Mais l’exception française a encore frappé. Benjamin Griveaux, le tout nouveau secrétaire d’État au tourisme et à la consommation qui cherche sans doute un espace de communication. À opposé à l’ensemble de la profession une brutale fin de non-recevoir. Le fait du prince. La responsabilité de plein droit restera applicable en France.

C’est ignorer que la Directive européenne (UE) 2015 établit sous son Article 4 – Niveau d’harmonisation « Sauf si la présente directive en dispose autrement, les États membres s’abstiennent de maintenir ou d’introduire, dans leur droit national, des dispositions s’écartant de celles fixées par la présente directive, notamment des dispositions plus strictes ou plus souples visant à assurer un niveau différent de protection des voyageurs. »

Électoralement parlant, la protection des millions de consommateurs pèse infiniment plus lourd que les intérêts corporatistes de dizaines de milliers d’agents de voyages. C’est en tout cas ce que cherchent à nous imposer brutalement les politiques.

Une transposition de l’adage de Colbert : «L’art de l’imposition consiste à plumer l’oie pour obtenir le plus possible de plumes avec le moins possible de cris.»

Moi, à mon petit niveau j’aimerais savoir ce que pense M. Bruno Lemaire de l’escroquerie collective perpétrée par près de 800 touristes anglais cupides. Des opportunistes démarchés devant leurs hôtels par une cohorte d’avocats britanniques qui leur donnent des conseils sur la meilleure manière d’obtenir de confortables indemnités sur le dos des professionnels espagnols.

Sachez, M. Bruno Lemaire, que le monde du tourisme n’est pas manichéen. Il n’y a pas d’un côté les méchants agents de voyages qui abusent de la crédulité des consommateurs et de l’autre des gentils voyageurs désemparés et livrés à eux-mêmes qui n’ont pour seule défense que leur naïveté.
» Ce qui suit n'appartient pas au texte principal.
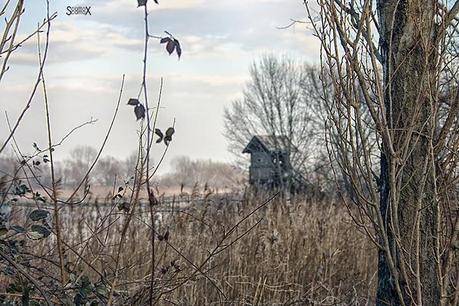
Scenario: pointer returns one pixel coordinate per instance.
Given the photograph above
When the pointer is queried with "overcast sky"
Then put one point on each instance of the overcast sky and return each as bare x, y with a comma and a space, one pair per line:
89, 54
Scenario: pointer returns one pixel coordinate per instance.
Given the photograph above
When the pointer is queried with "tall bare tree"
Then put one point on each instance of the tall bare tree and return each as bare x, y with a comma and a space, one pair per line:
402, 56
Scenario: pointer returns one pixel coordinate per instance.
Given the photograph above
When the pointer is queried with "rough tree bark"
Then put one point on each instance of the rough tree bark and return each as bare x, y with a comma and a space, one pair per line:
409, 63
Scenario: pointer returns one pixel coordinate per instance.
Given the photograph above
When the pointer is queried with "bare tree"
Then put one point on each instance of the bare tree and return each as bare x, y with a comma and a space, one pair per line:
398, 59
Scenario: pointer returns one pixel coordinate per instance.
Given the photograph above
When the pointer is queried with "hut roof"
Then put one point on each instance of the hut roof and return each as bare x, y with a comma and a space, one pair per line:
268, 143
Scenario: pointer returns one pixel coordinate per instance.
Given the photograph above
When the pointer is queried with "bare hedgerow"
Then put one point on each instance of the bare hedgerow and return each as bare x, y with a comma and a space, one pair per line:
398, 60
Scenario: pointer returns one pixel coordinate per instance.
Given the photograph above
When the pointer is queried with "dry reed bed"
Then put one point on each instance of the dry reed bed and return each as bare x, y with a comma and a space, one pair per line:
304, 252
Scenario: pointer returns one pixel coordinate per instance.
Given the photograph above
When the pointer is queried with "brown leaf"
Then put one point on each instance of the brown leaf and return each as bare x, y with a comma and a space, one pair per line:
139, 111
178, 48
133, 101
170, 47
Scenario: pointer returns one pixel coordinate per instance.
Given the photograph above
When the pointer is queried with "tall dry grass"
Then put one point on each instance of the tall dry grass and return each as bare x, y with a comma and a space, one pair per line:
301, 252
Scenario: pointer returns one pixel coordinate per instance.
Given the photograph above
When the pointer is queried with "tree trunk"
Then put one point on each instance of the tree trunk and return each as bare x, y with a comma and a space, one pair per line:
407, 199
Alors chiche, si on essayait de faire respecter nos droits. Un peu d’audace ne serait pas inutile pour une fois. Pour ne jamais dire « no màs.»

Nous pourrions par exemple affirmer que l’ensemble de la profession pourrait instituer une mutualisation du coût des réclamations. En intégrant dans le prix des forfaits une somme permettant d’assumer le coût des réclamations survenant du fait de la responsabilité de plein droit. Un fonds géré par une autorité indépendante paritaire à la manière des fonds destinés à la formation professionnelle.

Une autre utopie pour certains. Mais, quand on aime, on ne compte pas.

En tout cas, ce serait une réponse métier qui de plus est parfaitement légale l’état ne se prive pas de percevoir des taxes sur la billetterie.